Quatro anos mais tarde o resultado da aposta deu resultado. Com apenas 15 anos, ganhava os 400 e os 800m no Brasileiro de Menores e no Sul-americano do Uruguai. A capacidade do jovem para o atletismo ficava mais evidente a cada prova vencida. Em 1978 ganhou o ouro nos 1.500m do Mundial de Menores. No ano seguinte ficou no lugar mais alto do pódio após vencer o Sul-americano da Bolívia e o Mundial Juvenil em Turim. Em 80 foi campeão no Mundial de Menores no Canadá. Bateu o recorde mundial juvenil em 1981 fazendo 1m44s3 no Troféu Brasil de Atletismo.

Inseparável do técnico foi para os Estados Unidos em setembro do mesmo ano, acompanhando Luiz Alberto em um convite da Universidade Brigham Young. Mesmo com dificuldade para se adaptar ao país e a língua, conseguiu entrar e ser aprovado nos cursos de Educação Física e Biologia, ao mesmo tempo que usufruía do centro de treinamento do campus e se desenvolvia como atleta.

O resultado viria três anos depois. Classificou-se para a Olimpíada de Los Angeles ainda como um desconhecido que competiria em duas provas: 800m e 1.500m. Chegou a competição tendo como resultado mais significativo na carreira uma medalha de bronze nos 800m obtida no Mundial de Atletismo de Helsinque, disputado em 1983. Na primeira prova teve pela frente nomes como o recordista mundial de então, o inglês Sebastian Coe e seu compatriota e vencedor dos últimos jogos, Steve Ovett. Acabou superando-os com o tempo de 1m43, batendo o recorde olímpico.

Não competiu nos 1.500m devido a uma gripe. Mas não ficaria sem uma medalha importante nessa prova. Três anos depois venceria nos Jogos Pan-americanos de Indianápolis, com o tempo de 3min47.

Um ano depois voltaria aos jogos Olímpicos, desde vez realizados em Seul. Liderou grande parte da prova decisiva, mas acabou superado pelo queniano Paul Ereng, ficando com a medalha de prata nos 800m rasos.

A partir daí viveu uma constante guerra contra as contusões. Desde 1982 quando teve problema no talo ravicular do pé direito Cruz sofria com elas, fazendo diversas cirurgias. Já havia perdido a temporada de 1986 e logo após a Olimpíada ficou sem competir em 89 e 91.

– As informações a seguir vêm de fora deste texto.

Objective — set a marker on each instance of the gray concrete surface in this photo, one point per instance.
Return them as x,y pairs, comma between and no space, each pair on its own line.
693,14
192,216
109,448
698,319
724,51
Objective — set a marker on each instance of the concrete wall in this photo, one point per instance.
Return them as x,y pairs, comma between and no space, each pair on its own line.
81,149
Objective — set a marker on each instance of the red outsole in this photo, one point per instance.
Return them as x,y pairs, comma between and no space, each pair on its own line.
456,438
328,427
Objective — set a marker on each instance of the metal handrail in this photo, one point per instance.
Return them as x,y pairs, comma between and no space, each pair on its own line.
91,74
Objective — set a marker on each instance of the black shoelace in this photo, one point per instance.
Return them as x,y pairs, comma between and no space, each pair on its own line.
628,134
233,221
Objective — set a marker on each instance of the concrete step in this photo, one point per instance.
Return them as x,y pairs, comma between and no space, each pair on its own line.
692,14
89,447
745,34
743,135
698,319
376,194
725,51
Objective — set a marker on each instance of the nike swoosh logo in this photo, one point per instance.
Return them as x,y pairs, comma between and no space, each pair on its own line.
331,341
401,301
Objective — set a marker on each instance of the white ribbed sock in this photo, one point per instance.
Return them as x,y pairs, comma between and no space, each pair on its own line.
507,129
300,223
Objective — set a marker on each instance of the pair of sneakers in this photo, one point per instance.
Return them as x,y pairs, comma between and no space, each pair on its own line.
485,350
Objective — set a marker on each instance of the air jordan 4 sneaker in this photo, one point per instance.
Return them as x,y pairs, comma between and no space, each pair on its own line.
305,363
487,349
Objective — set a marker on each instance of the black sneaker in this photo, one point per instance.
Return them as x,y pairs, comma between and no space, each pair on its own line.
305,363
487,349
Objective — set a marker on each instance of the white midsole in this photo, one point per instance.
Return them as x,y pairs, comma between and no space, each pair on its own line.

O maior problema devido as lesões foi em 1992, quando um machucado no tendão de aquiles do pé direito o deixou de fora da Olimpíada de Barcelona, mesmo após um intenso treinamento visando a recuperação.

Sua última grande vitória em competição foi no Pan-americano de Mar del Plata, onde decidiu participar da prova de 1.500m rasos. Superando os problemas físicos, acabou dominando a prova, cruzou a linha de chegada com o tempo de 3min40s26, deixando para trás o norte-americano Terrance Herrington. De quebra marcou um novo recorde na competição.

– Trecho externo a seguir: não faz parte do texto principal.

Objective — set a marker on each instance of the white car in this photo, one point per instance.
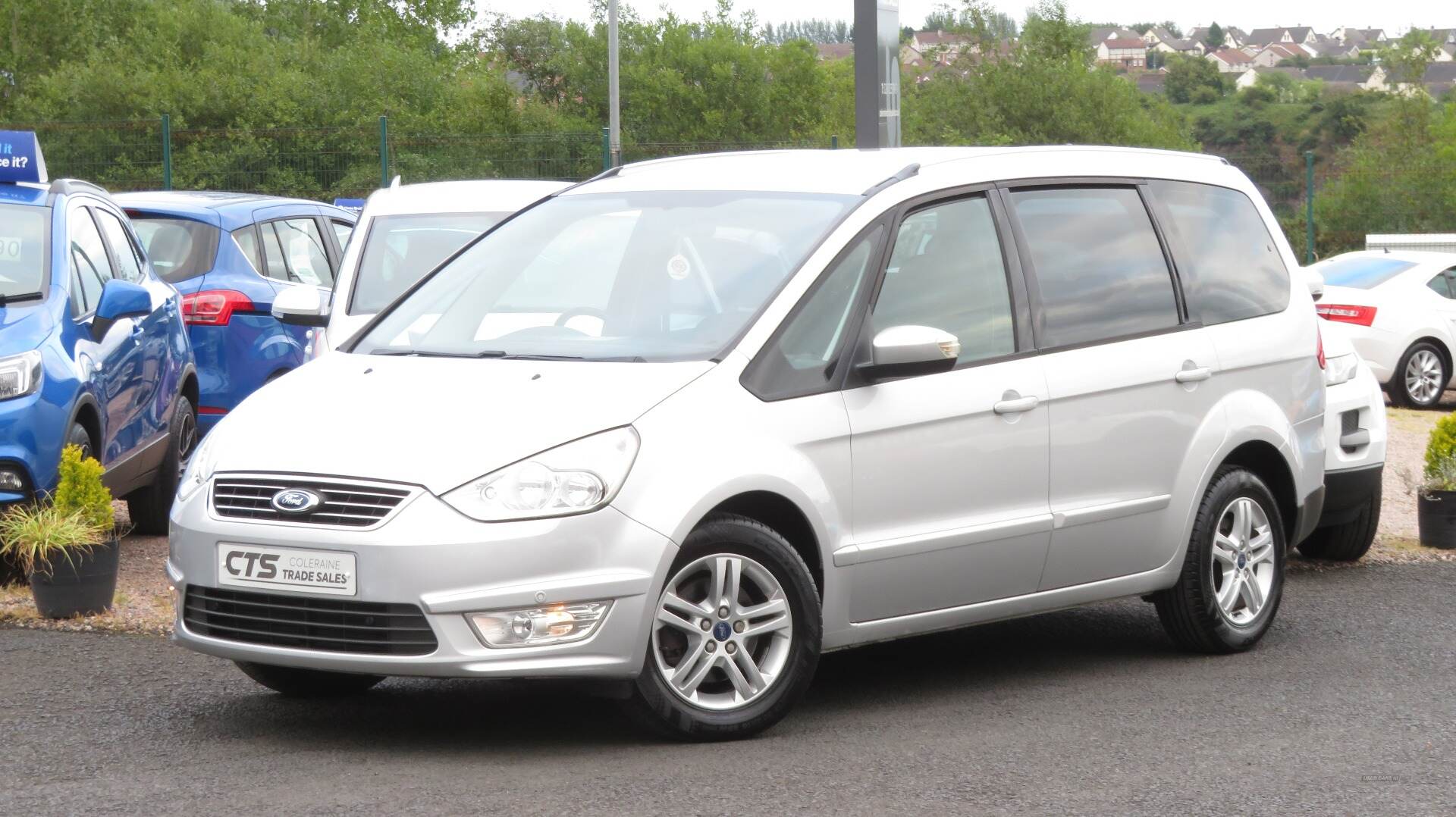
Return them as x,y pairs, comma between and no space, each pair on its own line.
403,233
814,399
1401,312
1354,453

Participou ainda dos jogos Olímpicos de Atlanta, em 1996, quando foi escolhido com porta-bandeira da delegação brasileira na cerimônia de abertura. Acabou não conseguindo se classificar para as semifinais dos 1.500m e decidiu encerrar sua carreira aos 32 anos. Sua despedida foi no Troféu Brasil de 97, onde participou simbolicamente do aquecimento devido a uma contusão na panturrilha esquerda.

Se tornou treinador de atletismo nos Estados Unidos, local onde continuou morando. Foi treinador da equipe americana no Parapan-Americano de 2007 no Rio de Janeiro e nos Jogos Paraolímpicos de 2008 em Pequim. Dedica-se também a incentivar o esporte em sua cidade natal ajudando crianças carentes a praticar o esporte.